-
Notifications
You must be signed in to change notification settings - Fork 25
Command Reference
This page presents the online help for all pbench commands.
Run ./pbench --help to see the online help for pbench.
Tool for running Presto benchmarks
Usage:
pbench [command]
Available Commands:
cmp Compare two query result directories
completion Generate the autocompletion script for the specified shell
forward Watch incoming query workloads from the first Presto cluster (cluster 0) and forward them to the rest clusters.
genconfig Generate benchmark cluster configurations
genddl Generate DDL scripts based on a config file
help Help about any command
loadjson Load query JSON files into event listener database and run recorders
queryplan Parse query plan
replay Replay workload from a CSV file
round Round the decimal values in the benchmark query output files for easier comparison.
run Run a benchmark
save Save table information for recreating the schema and data
Flags:
-h, --help help for pbench
Use "pbench [command] --help" for more information about a command.
For more information about pbench cmp see Comparing Benchmarks.
Run ./pbench cmp --help to see the online help for pbench cmp.
Compare two query result directories
Usage:
pbench cmp [flags] [directory 1] [directory 2]
Flags:
-r, --file-id-regex string regex to extract file id from file names in two directories to find matching files to compare (default ".*(query_\\d+)(?:_c0)?(?:_ordered)?\\.output")
-h, --help help for cmp
-o, --output-path string diff output path (default "./diff")
Compare the output of two benchmark runs:
pbench cmp results/run_baseline results/run_experimentCompare with a custom regex that matches files like q1.csv, q2.csv:
pbench cmp -r ".*(q\d+)\.csv" results/baseline results/experiment -o my_diffRun ./pbench completion --help to see the online help for pbench completion.
Generate the autocompletion script for pbench for the specified shell.
See each sub-command's help for details on how to use the generated script.
Usage:
pbench completion [command]
Available Commands:
bash Generate the autocompletion script for bash
fish Generate the autocompletion script for fish
powershell Generate the autocompletion script for powershell
zsh Generate the autocompletion script for zsh
Flags:
-h, --help help for completion
Use "pbench completion [command] --help" for more information about a command.
Run ./pbench forward --help to see the online help for pbench forward.
Watch incoming query workloads from the first Presto cluster (cluster 0) and forward them to the rest clusters.
Usage:
pbench forward [flags]
Flags:
--dry-run Turning on dry run will only show the queries but not sending them to the target server.
-x, --exclude stringArray Regular expressions to filter queries to forward
--force-https bools Force all API requests to use HTTPS (default [false])
-h, --help help for forward
-n, --name string Assign a name to this run. (default: "forward_<current time>")
-o, --output-path string Output directory path (default "current directory")
-p, --password stringArray Presto user password (optional)
-i, --poll-interval duration Interval between polls to the source cluster (default 5s)
-r, --replace stringArray Pairs of regular expressions to match pattern in the query and the replacement expression.
Use $1, $2, ... to reference capture groups.

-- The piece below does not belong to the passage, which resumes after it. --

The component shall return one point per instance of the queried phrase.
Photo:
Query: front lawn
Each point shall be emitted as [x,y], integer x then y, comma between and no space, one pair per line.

This will be applied after filters.
-m, --schema-mapping strings Pairs of schema names to establish schema mapping relationships for schema replacement
when forwarding queries. You can specify something like -m schema1,schema2
-s, --server stringArray Presto server address (default [http://127.0.0.1:8080])
-u, --user stringArray Presto user name (default [pbench])
The forward command monitors query workloads on a source Presto cluster and replays them on one or more target clusters. The first --server is the source cluster (cluster 0); additional --server entries are target clusters.
Use --exclude to filter out queries matching specific patterns. Use --replace to modify queries before forwarding (e.g., changing table names). Use --schema-mapping to remap schema names between clusters.
Forward all queries from a source cluster to two target clusters:
pbench forward \
-s http://source-cluster:8080 \
-s http://target-cluster-1:8080 \
-s http://target-cluster-2:8080Forward with schema mapping (queries referencing prod_schema on the source will use test_schema on targets):
pbench forward \
-s http://source:8080 \
-s http://target:8080 \
-m prod_schema,test_schemaDry run to preview which queries would be forwarded, excluding EXPLAIN queries:
pbench forward \
-s http://source:8080 \
-s http://target:8080 \
-x "^EXPLAIN" \
--dry-runFor more information about pbench genconfig see Generating Benchmark Configurations.
Run ./pbench genconfig --help to see the online help for pbench genconfig.
Generate benchmark cluster configurations
Usage:
pbench genconfig [flags] [directory to search recursively for config.json]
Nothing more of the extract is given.